I will never sing in a "round". This is where one person sings `Row, Row Row Your Boat....". Then the next group starts. I know this rarely comes up in my life, but it recently did when we attended an event at the Congregation for Humanistic Judaism. Everyone else in my family is in choirs and can handle it. However, I have to plug my ears and sing really loud. While everyone else was singing, I had my epiphany. I realized how much I hate it. It was very freeing. I then just stood up and walked over to where they were putting out the desserts. I was first in line. Afterward I felt both extremely liberated, and full of sugary goodness.
I work in Stamford, and every night on the way home, I am bottlenecked near Exit 14. The state should do something. But that will take longer than a year. So in order to speed things up, let's just close the on ramp at 14. Those people can get on at 13 or 15. Closing the on ramp may involve hearings, and that may not occur fast enough to get it done in less than a year. They could give me and my friend Tom Rutz two jackhammers, a backhoe, a cement truck, and three hours and I will guarantee no one will be getting on that ramp for at least a year.
I want to rent a dumpster. I want to throw things away. Right now, we are semifinalists for the reality show Hoarders. I want a huge dumpster, and I want the challenge to fill it. I want to keep throwing in crap until it's full. I want to be able to fly the remote control helicopter I got for Christmas, in my living room, without crashing into unnecessary junk.
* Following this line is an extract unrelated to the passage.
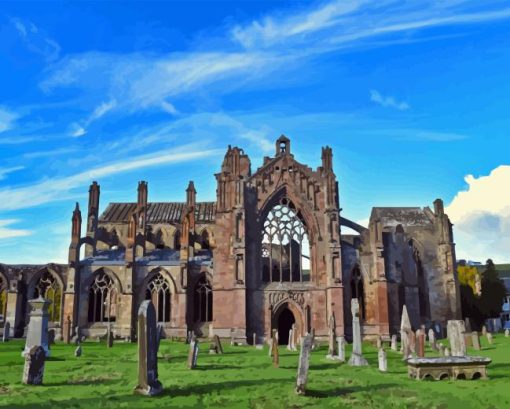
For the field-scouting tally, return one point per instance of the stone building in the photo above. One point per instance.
(268, 253)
I ask myself, "If this is my last year, what would I do it differently?" There are a few friends I would like to know what happened to, and with the access of the internet, it shouldn't be too hard or too creepy to find out. I secretly Googled some old girlfriends, but I have no desire to contact them. Instead, I would like to get in touch with a few people I played football with many years ago, and a few friends in California. Just to see how their lives are going. I want to ask them if it turned out to be what we imagined all those years ago. I don't remember why we drifted apart. Probably just geography. As to the old girlfriends, I do remember exactly why we parted, or if I forgot, and contacted them, I am sure they could remind me. But I do want to get back in contact with a few old friends.
So maybe it's not a bad idea to treat the end of the 13th Baktun as a day of reckoning. Maybe just thinking about it for a while helps to clarify things just a little. Similar to New Year's resolutions on Jan. 1 in the Western calendar. I don't think I will put up a billboard.